The first Australian victim of the savage new ransomware cyber attack that is sweeping across the world and causing chaos in businesses is none other than Cadbury.
The Australian has reported that Cadbury’s factory at Claremont, Hobart has been forced to suspend operations after staff have been told that they will have to pay to unlock their computers.
The global attack which is known as Petya or “Goldeneye” is believed to come from a seemingly innocent Word document attachment, and is rapidly spreading across the world.
Mondelez, the parent company that owns the Cadbury chocolate factory in Hobart, and DLA Piper, and international law firsm which has offices across Australia, both said their global IT systems had been brought down by the cyber attack.

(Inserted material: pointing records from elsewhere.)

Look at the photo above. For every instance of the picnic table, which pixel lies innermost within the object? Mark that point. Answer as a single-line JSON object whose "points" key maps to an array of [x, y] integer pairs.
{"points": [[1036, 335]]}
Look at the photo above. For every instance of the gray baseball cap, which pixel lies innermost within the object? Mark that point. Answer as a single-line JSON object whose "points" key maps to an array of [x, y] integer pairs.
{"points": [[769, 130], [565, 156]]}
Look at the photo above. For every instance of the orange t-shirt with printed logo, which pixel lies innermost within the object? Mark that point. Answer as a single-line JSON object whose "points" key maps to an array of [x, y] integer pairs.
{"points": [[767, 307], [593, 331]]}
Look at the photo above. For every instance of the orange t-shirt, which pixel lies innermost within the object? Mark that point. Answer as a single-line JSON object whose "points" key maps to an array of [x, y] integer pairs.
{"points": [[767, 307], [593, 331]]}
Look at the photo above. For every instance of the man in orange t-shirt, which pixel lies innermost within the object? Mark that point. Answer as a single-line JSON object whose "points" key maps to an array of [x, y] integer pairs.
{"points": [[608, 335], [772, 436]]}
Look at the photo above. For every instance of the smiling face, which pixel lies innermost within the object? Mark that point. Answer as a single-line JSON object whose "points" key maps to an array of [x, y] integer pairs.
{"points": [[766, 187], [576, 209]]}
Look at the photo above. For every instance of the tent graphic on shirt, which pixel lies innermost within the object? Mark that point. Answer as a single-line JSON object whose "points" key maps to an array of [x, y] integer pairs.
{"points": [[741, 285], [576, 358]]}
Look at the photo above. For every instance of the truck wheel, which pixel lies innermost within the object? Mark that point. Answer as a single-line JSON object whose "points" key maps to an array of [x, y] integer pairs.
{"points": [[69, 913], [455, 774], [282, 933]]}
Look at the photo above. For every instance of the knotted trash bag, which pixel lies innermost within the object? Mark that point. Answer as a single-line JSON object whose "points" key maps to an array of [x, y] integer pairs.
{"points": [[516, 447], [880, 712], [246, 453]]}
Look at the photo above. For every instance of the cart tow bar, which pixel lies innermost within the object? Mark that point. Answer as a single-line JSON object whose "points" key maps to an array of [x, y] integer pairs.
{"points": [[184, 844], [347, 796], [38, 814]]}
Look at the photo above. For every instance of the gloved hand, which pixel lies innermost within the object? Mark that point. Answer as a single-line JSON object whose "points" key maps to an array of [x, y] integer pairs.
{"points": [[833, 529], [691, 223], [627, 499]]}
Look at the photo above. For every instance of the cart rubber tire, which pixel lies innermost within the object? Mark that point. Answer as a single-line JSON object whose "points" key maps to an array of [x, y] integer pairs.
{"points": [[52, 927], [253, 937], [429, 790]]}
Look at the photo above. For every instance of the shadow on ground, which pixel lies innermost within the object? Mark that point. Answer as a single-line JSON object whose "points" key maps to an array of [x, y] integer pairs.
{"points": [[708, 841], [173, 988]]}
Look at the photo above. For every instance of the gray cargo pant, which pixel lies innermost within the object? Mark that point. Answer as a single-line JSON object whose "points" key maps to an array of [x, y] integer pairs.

The virus has caused massive disruption in just hours after impacting big government and private companies in Ukraine, Russia, Poland, Italy and Germany, including the decommissioned Chernobyl nuclear power plant.
The virus causes computers to freeze unless users pay a ransom demand for US$300 in bitcoin to release their data, however technology experts say the payment system has since been frozen and anybody attempting to pay the ransom may lose their money.
Dan Tehan, Australia’s cyber security minister, said that local authorities were doing everything they could to prevent the virus spreading here.
“We are aware of the situation and monitoring it closely, we are in contact with our Five Eyes partners,” he said.
“If your business has been infected you should isolate the affected computer from your network to prevent the software spreading and use backup data to restore information.”
Alastair MacGibbon, the special advisor to the prime minister on cyber security, told ABC radio that the best advice at the moment is to avoid becoming a victim to this virus by backing up your data.